Question

Handling Ranged Data In Python

3

Entering edit mode

12.7 years ago

Abhi ★ 1.6k

Hi Guys

I am wondering if there is something that I could use to handle ranged data in python similar to GenomicRanges/IRanges in R ?

A specific example:

My input data is gene coordinates and chromosomes. For each gene I would like to know the end coordinate of the gene just before it to calculate the intergenic distance.

Thanks! -Abhi

python biopython r • 4.9k views

ADD COMMENT • link updated 6.5 years ago by endrebak ▴ 970 • written 12.7 years ago by Abhi ★ 1.6k

4

Entering edit mode

There are several python packages and other alternatives mentioned here: http://biostar.stackexchange.com/questions/2245/what-is-the-quickest-algorithm-for-range-overlap

ADD REPLY • link updated 5.0 years ago by Ram 44k • written 12.7 years ago by Michael 55k

0

Entering edit mode

I remember that package was called 'pygr', but I haven't used it myself.

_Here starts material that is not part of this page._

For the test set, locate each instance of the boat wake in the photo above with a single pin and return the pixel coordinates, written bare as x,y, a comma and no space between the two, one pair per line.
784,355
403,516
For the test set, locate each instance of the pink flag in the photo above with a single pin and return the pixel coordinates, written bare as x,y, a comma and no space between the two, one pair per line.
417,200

ADD REPLY • link 12.7 years ago by Michael 55k

0

Entering edit mode

I think it would be better if you paste a little portion of your input file on your question.

ADD REPLY • link 12.7 years ago by Geparada ★ 1.5k

0

Entering edit mode

Hi Abhi. Can you post your input file?

ADD REPLY • link 12.7 years ago by Tommy Carstensen ▴ 40

score 4 · Answer 1 · 2012-04-01

Michael Dondrup's comment is probably the best solution if you want to do anything complex with ranges, but for the problem stated (intergenic distance calculation), you really only need a few lines of python code:

# I don't know what your data looks like, so I'll start with a list of
#  name,chromosome,start_pos,end_pos tuples
gene_positions = [('geneA', 'chr1', 100,200), ('geneB', 'chr1', 300,400), 
                  ('geneC', 'chr1', 401, 450), ('geneD', 'chr2', 100,200)]
# sorting genes by the chromosome and start_position fields so they're in order
gene_positions.sort(key = lambda x: (x[1],x[2]))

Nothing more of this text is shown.